Evolution favors better-adapted organisms, so evolution should favor an ability to see the world objectively. What, after all, could be the advantage in not seeing – in general, sensing – the world correctly? Evolution must make organisms progressively better at sensing their worlds. How could anyone disagree?
Reality would be subjective if it is only 'in the mind of the perceiver'. But does the moon exist only when you look at it?
As in any philosophical debate, disagreement starts by asking what words mean. Let’s start with ‘objective’. Reality is objective if it is independent not just of my observations, but of your observations and everyone else’s observations. It is there, just as it is, whether anyone is looking or not.

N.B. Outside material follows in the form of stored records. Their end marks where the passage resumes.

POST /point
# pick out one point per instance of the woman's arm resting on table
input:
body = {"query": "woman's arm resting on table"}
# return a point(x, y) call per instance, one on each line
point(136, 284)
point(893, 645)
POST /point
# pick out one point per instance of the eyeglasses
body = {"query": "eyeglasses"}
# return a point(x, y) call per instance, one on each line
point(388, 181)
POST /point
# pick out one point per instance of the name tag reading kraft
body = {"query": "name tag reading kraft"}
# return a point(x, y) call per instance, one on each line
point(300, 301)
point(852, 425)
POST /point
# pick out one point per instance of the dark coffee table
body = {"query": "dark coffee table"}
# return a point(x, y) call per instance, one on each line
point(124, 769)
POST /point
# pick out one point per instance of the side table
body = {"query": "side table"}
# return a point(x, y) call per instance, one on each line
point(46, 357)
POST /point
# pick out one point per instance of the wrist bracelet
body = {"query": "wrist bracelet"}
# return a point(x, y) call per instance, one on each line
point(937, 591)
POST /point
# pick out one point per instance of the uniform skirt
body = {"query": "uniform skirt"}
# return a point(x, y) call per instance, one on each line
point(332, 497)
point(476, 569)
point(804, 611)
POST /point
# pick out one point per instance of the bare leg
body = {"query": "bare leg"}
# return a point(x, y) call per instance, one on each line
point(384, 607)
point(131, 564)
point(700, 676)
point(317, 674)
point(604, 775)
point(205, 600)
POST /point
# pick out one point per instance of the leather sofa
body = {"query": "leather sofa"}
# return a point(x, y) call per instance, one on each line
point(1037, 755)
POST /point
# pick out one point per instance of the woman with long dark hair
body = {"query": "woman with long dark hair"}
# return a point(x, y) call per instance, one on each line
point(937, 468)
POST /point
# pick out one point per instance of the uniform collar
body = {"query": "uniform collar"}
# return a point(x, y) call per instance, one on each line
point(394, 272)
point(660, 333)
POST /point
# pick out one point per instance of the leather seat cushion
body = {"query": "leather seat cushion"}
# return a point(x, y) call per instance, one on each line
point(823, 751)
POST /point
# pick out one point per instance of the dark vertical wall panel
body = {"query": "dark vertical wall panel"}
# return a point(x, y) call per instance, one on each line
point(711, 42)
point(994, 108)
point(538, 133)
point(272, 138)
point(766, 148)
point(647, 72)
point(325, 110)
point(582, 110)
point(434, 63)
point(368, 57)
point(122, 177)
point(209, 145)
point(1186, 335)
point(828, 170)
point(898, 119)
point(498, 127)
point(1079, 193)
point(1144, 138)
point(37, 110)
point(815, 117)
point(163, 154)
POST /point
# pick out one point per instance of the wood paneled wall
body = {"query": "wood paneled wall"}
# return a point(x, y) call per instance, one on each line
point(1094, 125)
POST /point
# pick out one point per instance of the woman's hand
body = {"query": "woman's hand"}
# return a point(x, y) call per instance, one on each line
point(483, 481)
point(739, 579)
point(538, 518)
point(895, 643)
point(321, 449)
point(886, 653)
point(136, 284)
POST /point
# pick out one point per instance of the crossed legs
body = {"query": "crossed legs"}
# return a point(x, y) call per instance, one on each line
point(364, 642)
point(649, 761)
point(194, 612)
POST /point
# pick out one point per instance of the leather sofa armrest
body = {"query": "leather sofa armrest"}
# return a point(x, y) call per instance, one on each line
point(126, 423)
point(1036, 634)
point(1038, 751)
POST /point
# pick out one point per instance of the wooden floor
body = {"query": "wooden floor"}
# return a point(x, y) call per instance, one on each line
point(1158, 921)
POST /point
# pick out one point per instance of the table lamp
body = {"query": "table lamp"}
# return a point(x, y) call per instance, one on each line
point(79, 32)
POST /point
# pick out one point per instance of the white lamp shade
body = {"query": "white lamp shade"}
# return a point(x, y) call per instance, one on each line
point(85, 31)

Reality would be subjective if it is only ‘in the mind of the perceiver’. Einstein is often quoted as asking Abraham Pais whether he ‘really believed that the moon exists only when I look at it’. If the moon is objective, it exists even if no one is looking at it.
Have we evolved to see an objective reality? What would an objective reality look like? The obvious place to turn is physics. In Newton’s time, a physicist might have answered confidently about planets and cannonballs, a bit less confidently about heat and light, and with a look of perplexity about gravity. Fast forward a century and electricity and magnetism have entered the mix. Fast forward another century and we have atoms: indivisible hard spheres spinning in the void. Plus light, now a mysterious combination of electricity and magnetism. And gravity is still a complete unknown.
Move into the twentieth century and the answers rapidly leave the realm of ordinary experience altogether, encompassing quantum fields and black holes. Physicists disagree about what the basic terms in their theories even mean. Many hold that the world of ordinary experience is an illusion. By the start of the twenty-first century, some physicists soberly claim that reality consists completely of information (see my ‘Sciences of observation’ for a history of this development).
There is a trend here, and it is not encouraging for the claim that we evolved to see reality. We evolved to see rocks and rivers, plants and animals, and especially other people. Physics has nothing much to say about these things. The reason is simple if somewhat subtle; neither quantum nor classical physics provides any principled means for saying what counts as an object (an entity with a boundary in space and an identity through time).
If we evolved to see reality, we evolved to see only a tiny slice of it.